GİZLİ ZEVKLER
YAZI RYAN ABBOT - ÇEVİRİ TURKUAZ BENLİOĞLU
PEK BİLİNMEDİK GRUPLARIN DESTEKÇİSİ, FACEBOOK JENERASYONUNU JOHN PEEL’I… RYAN ABBOT, “I AM THE PROGRAMMER” PODCAST’İNİN ARKASINDAKİ ADAM VE BÜYÜK SIRRINI AÇIKLIYOR…
Indie müziği kendi "mahremi" olarak gören birçok kişi, bir sanatçıyı çok başarılı olunca eleştirmeye başlayabilir. Benim de evrensel bir şarkıyı, hak ettiği değeri vermek için "fazla indie" bulduğum zamanlar olmuş olabilir.

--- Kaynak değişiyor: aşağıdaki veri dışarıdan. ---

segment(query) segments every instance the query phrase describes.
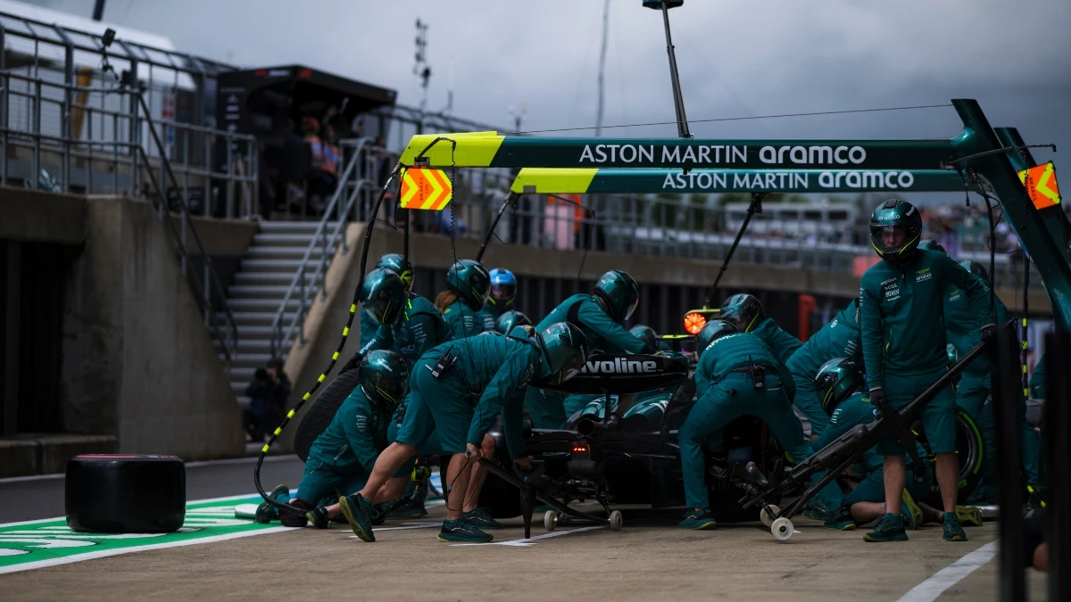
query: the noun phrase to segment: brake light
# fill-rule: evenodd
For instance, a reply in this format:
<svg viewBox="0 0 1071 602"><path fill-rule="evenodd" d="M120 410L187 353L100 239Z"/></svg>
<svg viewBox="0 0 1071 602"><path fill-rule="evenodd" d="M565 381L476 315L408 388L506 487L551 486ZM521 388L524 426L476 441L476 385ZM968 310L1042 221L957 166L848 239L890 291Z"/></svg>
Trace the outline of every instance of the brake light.
<svg viewBox="0 0 1071 602"><path fill-rule="evenodd" d="M691 314L687 314L684 316L684 332L691 334L692 336L699 334L699 331L703 330L703 327L705 326L707 326L707 316L704 316L698 312L692 312Z"/></svg>

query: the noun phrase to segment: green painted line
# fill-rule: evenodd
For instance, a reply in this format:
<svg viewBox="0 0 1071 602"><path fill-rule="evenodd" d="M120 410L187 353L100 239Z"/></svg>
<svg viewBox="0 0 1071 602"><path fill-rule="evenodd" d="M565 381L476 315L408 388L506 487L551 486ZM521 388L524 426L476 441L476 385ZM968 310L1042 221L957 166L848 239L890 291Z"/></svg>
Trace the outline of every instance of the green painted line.
<svg viewBox="0 0 1071 602"><path fill-rule="evenodd" d="M0 525L0 574L291 530L278 522L261 525L235 518L235 506L260 501L253 495L191 502L186 505L185 523L172 533L79 533L71 530L64 518Z"/></svg>

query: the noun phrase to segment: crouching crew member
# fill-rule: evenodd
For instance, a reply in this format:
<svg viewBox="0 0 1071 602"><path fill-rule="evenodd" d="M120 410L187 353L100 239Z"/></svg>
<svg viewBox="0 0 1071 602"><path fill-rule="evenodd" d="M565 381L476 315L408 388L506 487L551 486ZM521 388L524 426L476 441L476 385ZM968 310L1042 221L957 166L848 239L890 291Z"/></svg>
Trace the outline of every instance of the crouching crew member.
<svg viewBox="0 0 1071 602"><path fill-rule="evenodd" d="M823 411L821 395L815 394L815 373L833 358L857 357L862 359L859 349L859 305L853 299L831 322L821 327L788 358L785 367L796 382L793 405L811 423L812 438L821 435L829 424L829 416Z"/></svg>
<svg viewBox="0 0 1071 602"><path fill-rule="evenodd" d="M944 295L950 286L967 296L970 314L984 336L996 334L985 287L948 255L918 249L921 234L919 210L901 199L881 204L871 217L871 242L881 261L866 270L860 282L860 335L871 403L879 411L906 406L947 372ZM959 463L953 388L942 389L923 406L921 418L936 455L944 538L966 541L955 514ZM865 541L907 538L896 511L907 478L904 452L892 437L878 443L878 453L885 456L886 515L864 536Z"/></svg>
<svg viewBox="0 0 1071 602"><path fill-rule="evenodd" d="M539 332L521 327L507 336L470 336L424 353L412 370L409 407L397 439L379 455L364 488L338 500L353 532L375 541L371 500L437 432L442 451L452 454L442 481L448 503L439 540L491 541L491 535L464 514L469 471L482 455L487 428L501 413L511 458L530 469L522 436L525 390L543 379L562 382L573 377L584 366L587 349L583 332L561 322Z"/></svg>
<svg viewBox="0 0 1071 602"><path fill-rule="evenodd" d="M711 320L696 337L699 363L695 368L698 401L681 424L677 438L684 472L684 498L690 508L680 526L710 529L716 526L710 512L704 441L722 446L722 428L741 416L754 416L770 427L773 436L802 462L811 455L803 430L793 413L785 389L794 387L791 376L763 341L739 332L726 320ZM789 391L790 393L790 391Z"/></svg>

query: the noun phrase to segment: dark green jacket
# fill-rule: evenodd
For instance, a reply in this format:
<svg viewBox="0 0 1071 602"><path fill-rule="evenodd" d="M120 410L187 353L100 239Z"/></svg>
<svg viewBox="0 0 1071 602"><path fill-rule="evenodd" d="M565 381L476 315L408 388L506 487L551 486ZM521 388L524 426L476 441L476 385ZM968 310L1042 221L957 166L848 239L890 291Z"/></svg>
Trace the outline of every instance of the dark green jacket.
<svg viewBox="0 0 1071 602"><path fill-rule="evenodd" d="M308 461L322 462L342 475L371 475L379 450L387 446L388 418L360 387L353 389L313 442Z"/></svg>
<svg viewBox="0 0 1071 602"><path fill-rule="evenodd" d="M446 318L447 325L450 327L451 338L465 338L466 336L476 336L486 330L495 330L495 318L483 310L479 312L469 310L468 305L461 299L447 305L447 308L442 311L442 317Z"/></svg>
<svg viewBox="0 0 1071 602"><path fill-rule="evenodd" d="M833 321L821 327L821 330L811 335L793 357L788 358L786 366L796 375L814 379L821 364L833 358L857 358L861 355L859 348L859 325L856 323L856 301L838 312Z"/></svg>
<svg viewBox="0 0 1071 602"><path fill-rule="evenodd" d="M948 365L945 291L963 289L980 325L992 323L989 295L951 257L917 250L910 265L878 261L859 283L859 330L871 388L886 375L916 376Z"/></svg>
<svg viewBox="0 0 1071 602"><path fill-rule="evenodd" d="M584 331L589 348L598 348L606 353L654 352L654 349L648 349L647 344L606 315L606 312L590 295L579 294L565 299L547 314L537 328L542 331L555 322L568 321L569 312L573 305L577 305L575 314L576 320L579 322L575 326Z"/></svg>
<svg viewBox="0 0 1071 602"><path fill-rule="evenodd" d="M712 385L725 378L734 368L745 364L761 364L781 377L781 388L788 397L796 394L793 377L761 338L751 332L737 332L715 338L699 356L695 367L695 394L703 397Z"/></svg>
<svg viewBox="0 0 1071 602"><path fill-rule="evenodd" d="M766 343L766 346L778 356L778 361L782 365L788 363L788 358L793 357L793 353L803 345L799 338L782 330L778 326L778 322L769 317L758 322L755 328L748 332L761 338L763 343Z"/></svg>
<svg viewBox="0 0 1071 602"><path fill-rule="evenodd" d="M451 338L450 327L439 310L427 299L410 292L405 308L394 323L380 326L375 337L361 347L361 352L376 349L394 351L411 366L425 351Z"/></svg>

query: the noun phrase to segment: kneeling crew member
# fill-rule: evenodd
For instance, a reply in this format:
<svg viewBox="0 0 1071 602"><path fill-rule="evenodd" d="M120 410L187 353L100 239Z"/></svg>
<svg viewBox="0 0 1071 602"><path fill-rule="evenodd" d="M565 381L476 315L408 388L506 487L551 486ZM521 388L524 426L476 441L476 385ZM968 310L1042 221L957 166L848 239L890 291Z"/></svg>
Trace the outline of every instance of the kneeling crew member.
<svg viewBox="0 0 1071 602"><path fill-rule="evenodd" d="M397 440L380 454L365 487L338 500L353 532L364 541L375 541L371 498L437 431L442 450L453 454L442 481L448 505L439 540L491 541L491 535L464 515L469 471L482 455L480 446L487 428L501 413L511 458L531 469L522 436L525 390L543 379L562 382L572 378L587 357L583 332L564 322L540 332L521 327L506 336L470 336L425 353L412 371L409 408ZM429 411L413 411L421 406ZM432 421L423 420L428 413Z"/></svg>
<svg viewBox="0 0 1071 602"><path fill-rule="evenodd" d="M911 204L890 199L871 216L871 243L881 257L863 274L859 330L871 403L899 409L948 371L944 294L963 290L983 335L996 335L989 295L981 283L948 255L918 249L922 217ZM959 462L955 456L955 392L942 389L921 411L922 427L937 458L946 541L966 541L955 514ZM905 450L892 437L878 443L885 456L886 515L865 541L906 539L899 512L907 479Z"/></svg>
<svg viewBox="0 0 1071 602"><path fill-rule="evenodd" d="M803 428L793 413L784 389L791 376L763 341L739 332L726 320L711 320L696 337L699 364L695 368L698 401L677 434L684 472L684 498L690 507L680 526L711 529L718 526L710 512L703 445L711 437L711 448L722 445L721 432L741 416L754 416L770 427L773 436L799 463L811 455Z"/></svg>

2003'te, Stellarstarr'ı izlemek için Atlanta'ya gittim. Çaldıkları kulüp dolmuştu ama nedense en fazla 10 ila 30 kişi izliyordu. İkinci grup Ambulance LTD'ydi ve beni tanıyanlar bilir; ilk albümü tüm zamanların en iyi 20 albüm listemdedir. İlk çıkan açılış grubunun cazibeli bir etkisi vardı ve dinleyicinin dikkatini çekmeyi başardı. Adları The Killers'tı. Ben ve birkaç kişi daha sahnenin önünde durup, pek çok insanın tanık olmak için sağ kolunu vereceği bir şeyi; muhteşem bir şeyi seyrettik. Çaldıkları 6 şarkı hayat doluydu. Asıl saygı duyduğumsa, erkenden oraya gelecek kadar önemseyen üç beş kişiye çalmalarıydı. İroni şurada: aslında albümlerini dinlemem, hattâ hiç hoşlanmadığım şarkıları var. Yalnız, o anki duruşlarını göz önüne getirdikçe, zaman içinde onları sever oldum. "All These Things That I've Done" şarkısı gizli zevklerimden biri oldu. Müzik oldukça oturaklı, sözleri ise ilham verici. The Church Of Jesus Christ of Latter-day Saints'in hırslı üyelerinden Brandon Flowers, bu şarkının tanrı ve "nasıl daha iyi biri olabileceği" hakkında olduğuna şüphe bırakmıyor. Benim için, kim olursa olsun, inandığı şeye sadık olan herkes takdire şayandır. Şarkı aynı zamanda birçok olumlu, kişisel noktaya da bağlanıyor; aklımın nerede olduğuna göre değişiklik gösteren noktalara… Mesela şarkıyı arabada dinlediğimde "I Am The Programmer"ı ve bir birey olarak ne kadar çok şey öğrenip yol kat ettiğimi ama hâlâ asıl istediğim yere gelemediğimi düşünüyorum. Aynı zamanda aklıma hiç tanışma fırsatım olmayan bazı insanlar; beni yalnızlığı düşünmekten kurtaran insanlar geliyor. Koşuya, bisiklete binmeye veya yürüyüşe çıktığımda, şarkı bana sporun üzerimde ne kadar olumlu etkisi olduğunu yalnız hâlâ yeterince üzerine gitmediğimi hatırlatıyor. Son olarak, daha az bencil ve daha anlamlı bir şey, nakarat "I have a soul but I'm not a soldier" (Bir ruha sahibim ama asker değilim) diye başlayıp sizi korkularınızdan kurtaracak âna doğru yükseldiğinde, gözyaşları içinde "Çok daha iyi biri olabilirdim" diyorum. Bu şarkıdan hiç bu kadar detaylı bahsetmemiştim. Bunun gizli olması gereken bir zevk olduğunu düşünmemiştim bile, ta ki insanların aptalca sorularını duymak yerine kulaklığımda bu şarkıyı dinlediğimi fark edene kadar. Bir anda yükselen bu grup elbette sert eleştiriler alacak, ama bunlar pekâlâ gereksiz.